O texto começa: “antes de 28 de junho, o povo trabalhador se via obrigado a escolher entre a continuidade do desastre de gestão madurista a serviço da nova camada de ricos do PSUV ou a opção ultraliberal e privatizadora de tudo, sob a liderança da burguesia tradicional e seus amos imperialistas. Ambas as opções representavam duas faces diferentes da continuação do ajuste antioperário e antipopular, que fez com que os trabalhadores pagassem todo o custo da crise do capitalismo venezuelano”.
Ou seja, o texto começa com a tese absurda de que o governo Maduro, um governo nacionalista, é equivalente a um governo pró-imperialista controlado pelos EUA. Mesmo que fosse verdade que Maduro é um “antioperário e antipopular” ainda assim seria incorreto igualar Maduro à oposição fascista. Há casos de governos nacionalistas que não são muito esquerdistas. Atualmente há no Níger um governo nacionalista de base nas forças armadas. Seria correto afirmar que não faz diferença o governo do general Tiani e o governo de Macron? É totalmente absurdo.
Eles mesmo afirma que a outra opção é “ultra liberal e privatizadora de tudo”, ou seja, deixam claro que Maduro é muito melhor por não ser privatizador de tudo. E a verdade, que eles ocultam, é que o regime bolivariano mantém a maior riqueza do país, o petróleo, sob o controle do Estado. Ignorar isso é ignorar a questão central na Venezuela que é a tentativa do imperialismo de tomar controle desse petróleo.
Invés de colocar qual é a disputa real, do governo nacionalista contra o imperialismo, o Lucha de Classes afirma que: “a disputa entre os velhos e novos ricos abriu uma nova crise institucional que está afundando o país em uma espiral conflituosa, da qual o povo trabalhador não tem nada a ganhar”. Falar isso é o mesmo que dizer que na disputa que existia no Brasil de 1964, do governo nacionalista de Jango contra a oposição de militares pró-imperialista os trabalhadores não deveria tomar um lado. É óbvio que os trabalhadores terão uma enorme vitória derrotando o golpe imperialista.
O texto então afirma que: “ao contrário das guarimbas reacionárias de 2014 e 2017 – que sempre se concentraram em localidades de classe média alta –, em 29 de julho os pobres da Venezuela saíram às ruas repudiando um resultado que não reconhecem. A brutal política de ajuste antipopular do governo, combinada com repressão e confisco de direitos democráticos, entregou o apoio majoritário dos pobres aos braços da direita mais retrógrada.
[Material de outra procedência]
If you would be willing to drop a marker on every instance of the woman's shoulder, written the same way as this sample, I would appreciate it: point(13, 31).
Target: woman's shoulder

Essa é uma realidade que não se pode ocultar”.
Se isso é verdade porque os protestos de Maduro durante toda a sua campanha foram muito maiores do que os da oposição fascista? Por que os protestos após as eleições pareciam ser exatamente o mesmo que as guarimbas de 2014 e 2017? Até mesmo policiais foram assassinados, algo que só acontece em protestos violentos da extrema direita. E se os pobres estão em maioria com a direita retrógrada quer dizer que Maduro fraudou as eleições?
O Lucha de Classes ao aderir à tese de que a população está com a direita caiu totalmente na campanha do golpe de Estado. Eles estão afirmando que as eleições foram uma farsa e que portanto o povo teria direito de derrubar Maduro e colocar a oposição no governo, já que ela seria a verdadeira vitoriosa. O interessante é que essa é exatamente a mesma posição de Joe Biden. O presidente dos EUA também ignora todas as manifestações populares a favor de Maduro que são enormes e foca apenas no suposto movimento de massas contra ele.
O texto continua tentando diferenciar os protestos: “é necessário separar o enorme protesto popular de 29 de julho das expressões de vandalismo, saque e destruição que se seguiram, resultado da irrupção de elementos do lumpemproletariado que desvirtuaram o caráter inicial das manifestações. Além disso, ocorreram assassinatos e crimes de ódio contra ativistas populares maduristas, que rejeitamos de forma categórica”. Aqui dois fatores são importantes. Primeiro que o movimento posterior ao dia 29 foi o movimento real. Segundo que ele omite que esse lumpemproletariado é financiado pelos norte-americanos para derrubar Maduro. São os famosos guarimbeiros, que antes o texto afirmou que não estão presentes hoje.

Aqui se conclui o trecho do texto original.